What I have called the ACLU's "betrayal of civil liberties for mental health" is further illustrated by Mr. Neier's attempt to justify the ACLU's support of civil commitment in Wyatt v. Stickney on the grounds that the victims of psychiatric incarceration "should at least get showers, decent food" and so forth. No decent person can oppose such amenities for the victims of any kind of oppression. But Mr. Neier is working and writing for the American Civil Liberties Union, not the American Red Cross! I can only regret that Mr. Neier and the ACLU cannot see or do not agree that when a person is unjustly deprived of his liberty, the moral mandate of an organization ostensibly devoted to the protection of civil liberties is to fight for his release from captivity, rather than for his comfort in it; and that when it fights over the conditions of his confinement, it inevitably authenticates the validity of that confinement. When Japanese-Americans were confined in "relocation camps," was it the duty of the ACLU to fight for their freedom, or for their showers?
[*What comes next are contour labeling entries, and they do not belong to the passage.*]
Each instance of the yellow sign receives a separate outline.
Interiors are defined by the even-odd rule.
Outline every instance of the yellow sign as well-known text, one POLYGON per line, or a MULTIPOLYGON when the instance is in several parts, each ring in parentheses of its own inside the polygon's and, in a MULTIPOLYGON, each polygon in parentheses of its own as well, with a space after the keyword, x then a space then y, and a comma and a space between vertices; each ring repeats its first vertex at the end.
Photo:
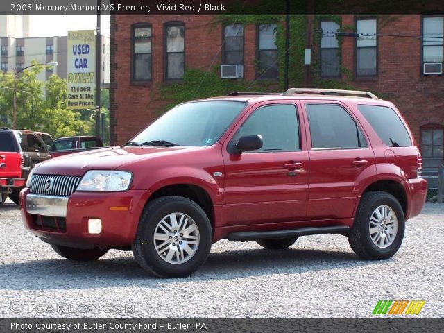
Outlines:
POLYGON ((91 109, 94 107, 95 40, 94 30, 68 31, 68 109, 91 109))

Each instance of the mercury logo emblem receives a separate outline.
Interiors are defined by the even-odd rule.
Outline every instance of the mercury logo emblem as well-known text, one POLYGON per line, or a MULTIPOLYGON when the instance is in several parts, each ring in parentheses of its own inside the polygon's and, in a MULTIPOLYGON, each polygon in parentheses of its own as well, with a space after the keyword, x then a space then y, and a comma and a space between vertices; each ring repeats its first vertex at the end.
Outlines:
POLYGON ((54 178, 49 178, 44 183, 44 190, 46 192, 50 191, 53 188, 53 185, 54 184, 54 178))

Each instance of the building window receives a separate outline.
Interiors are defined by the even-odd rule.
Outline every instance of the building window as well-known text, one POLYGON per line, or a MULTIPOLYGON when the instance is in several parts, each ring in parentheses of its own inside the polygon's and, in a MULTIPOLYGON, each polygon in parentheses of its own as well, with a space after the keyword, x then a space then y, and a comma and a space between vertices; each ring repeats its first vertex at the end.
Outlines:
POLYGON ((185 56, 185 26, 183 23, 165 24, 165 78, 183 78, 185 56))
POLYGON ((356 40, 357 76, 374 76, 377 72, 377 39, 375 19, 358 19, 356 40))
POLYGON ((133 80, 151 80, 151 26, 133 28, 133 80))
POLYGON ((258 78, 278 78, 278 45, 276 24, 261 24, 258 27, 258 78))
POLYGON ((442 73, 443 33, 444 17, 422 17, 422 73, 442 73))
POLYGON ((420 133, 422 167, 438 168, 444 158, 444 126, 428 125, 420 128, 420 133))
POLYGON ((339 76, 339 47, 336 36, 339 24, 332 21, 322 21, 321 28, 323 31, 321 39, 321 76, 339 76))
POLYGON ((54 53, 54 45, 46 45, 46 54, 53 54, 54 53))
POLYGON ((15 46, 15 55, 16 56, 24 56, 25 55, 25 46, 15 46))
POLYGON ((223 43, 224 64, 244 63, 244 26, 242 24, 225 26, 223 43))

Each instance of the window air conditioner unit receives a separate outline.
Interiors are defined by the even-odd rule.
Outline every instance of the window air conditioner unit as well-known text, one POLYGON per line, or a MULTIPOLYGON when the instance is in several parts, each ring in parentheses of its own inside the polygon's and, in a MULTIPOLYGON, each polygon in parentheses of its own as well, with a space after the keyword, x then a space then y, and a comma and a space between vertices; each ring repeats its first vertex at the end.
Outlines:
POLYGON ((423 73, 425 74, 442 74, 442 62, 425 62, 423 73))
POLYGON ((239 78, 244 77, 243 65, 221 65, 221 78, 239 78))

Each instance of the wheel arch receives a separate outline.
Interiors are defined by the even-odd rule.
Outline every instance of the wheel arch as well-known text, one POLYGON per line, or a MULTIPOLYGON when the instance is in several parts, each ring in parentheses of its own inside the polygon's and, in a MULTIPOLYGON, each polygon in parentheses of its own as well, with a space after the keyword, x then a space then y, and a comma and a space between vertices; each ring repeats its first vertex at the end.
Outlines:
POLYGON ((166 196, 182 196, 197 203, 208 216, 214 234, 215 228, 214 204, 211 196, 205 189, 194 184, 187 183, 165 185, 157 189, 151 194, 145 203, 145 207, 157 198, 166 196))
MULTIPOLYGON (((364 193, 371 191, 381 191, 393 196, 398 202, 400 203, 404 216, 407 216, 407 195, 405 189, 401 183, 393 180, 379 180, 368 185, 361 194, 361 196, 362 196, 364 193)), ((357 205, 359 205, 359 203, 357 203, 357 207, 355 208, 355 214, 357 205)))

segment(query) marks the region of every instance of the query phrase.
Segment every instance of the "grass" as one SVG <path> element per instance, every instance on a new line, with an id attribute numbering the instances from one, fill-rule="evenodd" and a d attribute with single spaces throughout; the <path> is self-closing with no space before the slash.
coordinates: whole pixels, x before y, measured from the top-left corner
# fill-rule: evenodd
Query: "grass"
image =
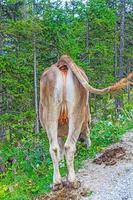
<path id="1" fill-rule="evenodd" d="M 75 155 L 75 169 L 82 166 L 87 158 L 108 145 L 119 141 L 121 136 L 133 128 L 133 110 L 124 111 L 117 121 L 99 121 L 91 130 L 92 146 L 89 150 L 79 142 Z M 31 200 L 35 196 L 48 193 L 52 183 L 53 166 L 49 155 L 46 133 L 29 135 L 14 144 L 0 144 L 0 199 Z M 66 165 L 60 163 L 62 176 L 66 175 Z"/>

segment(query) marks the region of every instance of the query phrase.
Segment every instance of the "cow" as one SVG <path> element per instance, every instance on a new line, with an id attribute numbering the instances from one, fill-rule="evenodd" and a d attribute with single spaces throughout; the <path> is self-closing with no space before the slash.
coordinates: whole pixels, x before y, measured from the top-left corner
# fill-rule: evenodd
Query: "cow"
<path id="1" fill-rule="evenodd" d="M 40 79 L 39 118 L 49 139 L 54 170 L 53 190 L 63 187 L 59 171 L 59 161 L 63 156 L 66 159 L 69 185 L 73 188 L 80 185 L 74 171 L 74 154 L 80 135 L 86 138 L 88 147 L 91 145 L 89 92 L 104 94 L 117 91 L 132 84 L 132 77 L 133 72 L 113 86 L 93 88 L 83 69 L 67 55 L 61 56 L 57 63 L 45 69 Z"/>

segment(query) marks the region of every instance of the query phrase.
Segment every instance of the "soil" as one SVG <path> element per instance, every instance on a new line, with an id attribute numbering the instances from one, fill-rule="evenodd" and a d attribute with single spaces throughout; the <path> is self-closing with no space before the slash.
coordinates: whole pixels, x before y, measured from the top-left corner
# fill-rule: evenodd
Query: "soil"
<path id="1" fill-rule="evenodd" d="M 36 200 L 133 200 L 133 130 L 121 141 L 88 159 L 78 171 L 81 187 L 64 187 Z"/>

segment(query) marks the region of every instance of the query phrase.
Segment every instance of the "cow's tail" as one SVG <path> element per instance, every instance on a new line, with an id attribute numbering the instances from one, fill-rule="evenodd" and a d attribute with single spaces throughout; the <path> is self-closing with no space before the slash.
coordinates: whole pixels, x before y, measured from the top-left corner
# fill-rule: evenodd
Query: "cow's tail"
<path id="1" fill-rule="evenodd" d="M 68 65 L 75 74 L 75 76 L 77 77 L 77 79 L 79 80 L 79 82 L 82 84 L 82 86 L 91 93 L 95 94 L 113 93 L 125 88 L 128 85 L 133 85 L 133 82 L 130 81 L 133 78 L 133 72 L 131 72 L 126 78 L 121 79 L 112 86 L 109 86 L 104 89 L 96 89 L 87 82 L 87 80 L 81 74 L 77 65 L 73 62 L 73 60 L 69 56 L 67 55 L 61 56 L 57 64 L 59 65 L 60 63 Z"/>

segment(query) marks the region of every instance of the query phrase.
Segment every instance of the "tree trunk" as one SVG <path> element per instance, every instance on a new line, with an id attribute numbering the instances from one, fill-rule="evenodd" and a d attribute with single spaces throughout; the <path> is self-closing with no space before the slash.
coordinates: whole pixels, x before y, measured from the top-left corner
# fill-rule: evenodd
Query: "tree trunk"
<path id="1" fill-rule="evenodd" d="M 119 78 L 123 78 L 124 74 L 124 33 L 125 33 L 125 0 L 120 0 L 121 3 L 121 19 L 120 19 L 120 56 L 119 56 Z M 116 99 L 117 113 L 121 112 L 123 107 L 123 95 L 119 95 Z"/>
<path id="2" fill-rule="evenodd" d="M 38 84 L 37 84 L 37 55 L 36 55 L 36 35 L 33 33 L 33 56 L 34 56 L 34 94 L 35 94 L 35 133 L 39 133 L 39 114 L 38 114 Z"/>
Perhaps it would have been more accurate if I had described THE NOBLEST CRY not as an "official history" of the ACLU, but as an "adulatory history" of it. However, the facts I have quoted from this book are not is dispute. Is this, then, "recklessness" on my part, or is Mr. Neier's mentioning it—not to mention his mentioning my support of Mr. Nixon in 1972—an attempt to discredit me when he cannot dispute my evidence?
Mr. Neier also cites my claim that "the ACLU is actually an ideological, and perhaps in part also an economic, captive of the 'liberal' medical-psychiatric establishment," and says that he "cannot imagine" what I mean by it. Had he read the next sentence, he would have seen just what I mean by it. It reads: "In other words, the ACLU is, in effect, a lobby for the American Medical Association and the American Psychiatric Association: it is in the interests of these medical guilds that ever-more human conditions and problems be defined and treated as diseases—and it is this interest that the ACLU serves." This, then, is what Mr. Neier's rhetoric of "recklessness" comes down to: I am reckless toward the ACLU in making this perfectly valid charge against it, but he is not reckless towards me in calling the first half of my criticism meaningless, omitting the second half, and topping it off with a gratuitous slur on my character.
Repeatedly, Mr. Neier refers to what he thinks and what, he did. But my essay was about the ACLU, not about Mr. Neier. I am glad that Mr. Neier's view on psychiatry and civil liberties are closer to mine than to the ACLU's. This hardly invalidates my criticism of the ACLU. But it raises a question: Why does Mr. Neier write this letter for the ACLU?
It seems to me, in short, that what I have written about the ACLU is not reckless but embarrassing. The ACLU has no hesitation in publicizing embarrassing facts about persons whose political policies it opposes; I have none in publicizing embarrassing facts about the ACLU whose psychiatric policies I oppose. Is this recklessness on my part, or evidence that the ACLU can dish it out but can't take it?
Thomas S. Szasz is Professor of Psychiatry at the State University of New York at Syracuse.